Herself shared these with me, and we got a good laugh out of it as she uses all of these words; daily and often!

Fine: This is the word women use to end an argument when they are right and you need to shut up.

Five Minutes: If she is getting dressed, this means a half an hour. Five minutes is only five minutes if you have just been given five more minutes to watch the game before helping around the house.

Nothing: This is the calm before the storm. This means something, and you should be on your toes. Arguments that begin with “nothing” usually end in “fine.”

Go Ahead: This is a dare, not permission. Don’t Do It!

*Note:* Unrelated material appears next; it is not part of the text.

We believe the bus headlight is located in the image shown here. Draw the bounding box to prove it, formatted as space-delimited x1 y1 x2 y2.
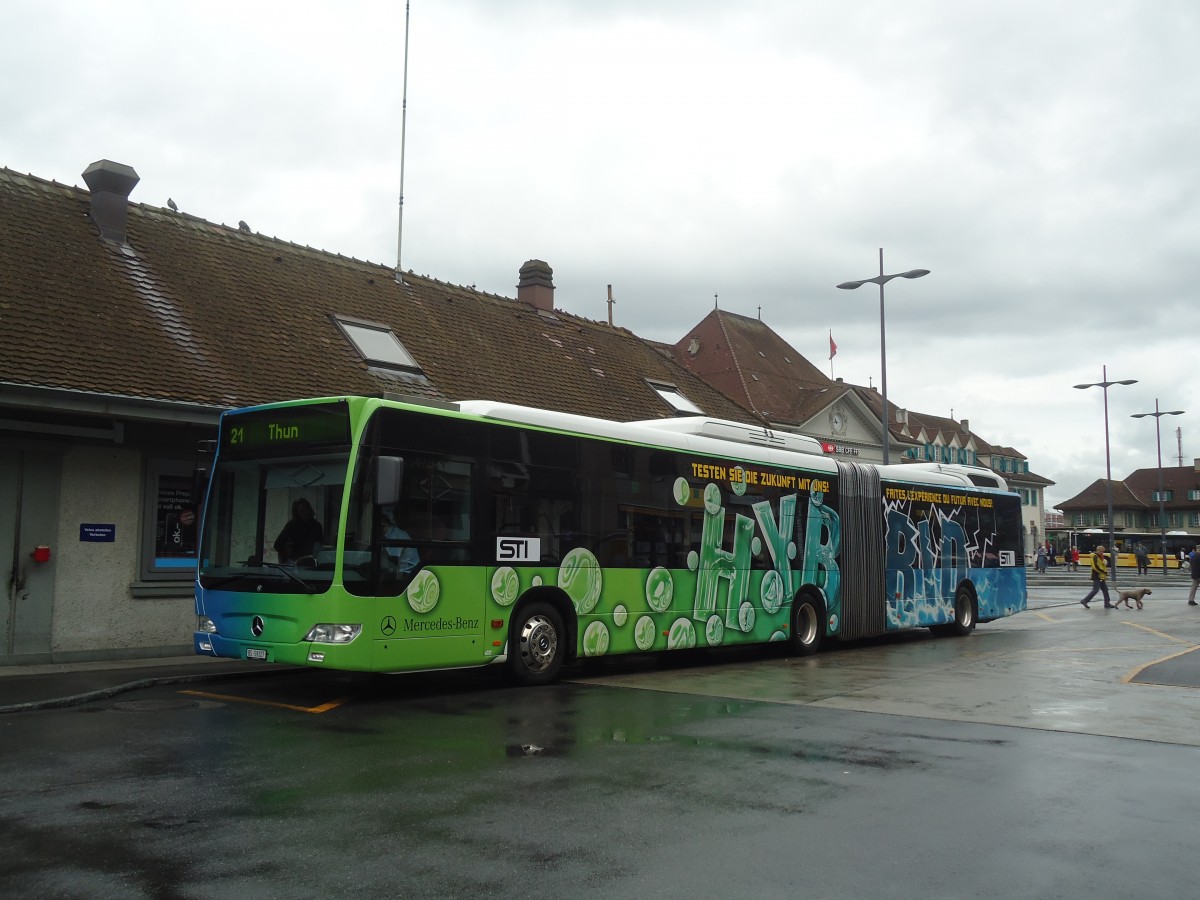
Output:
198 616 218 634
305 623 362 644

Loud Sigh: This is not actually a word, but is a non-verbal statement often misunderstood by men. A loud sigh means she thinks you are an idiot and wonders why she is wasting her time standing here and arguing with you about nothing, (see above).

That’s Okay: This is one of the most dangerous statements a woman can make to a man. That’s okay means she wants to think long and hard before deciding how and when you will pay for your mistake.

Thanks: A woman is thanking you, do not question, or faint. Just say you’re welcome. (This is true, unless she says “Thanks a lot” – that is obvious sarcasm and she is not thanking you at all. DO NOT say “you’re welcome”.  That will bring on a “whatever”, see next).

Whatever: Is a woman’s way of saying “go pound sand” or some other similar obscene derivative.

Don’t worry about it, I got it: Another dangerous statement, meaning this is something that a woman has told a man to do several times, but is now doing it herself. This will later result in a man asking “What’s wrong?” For the woman’s response refer to Nothing above.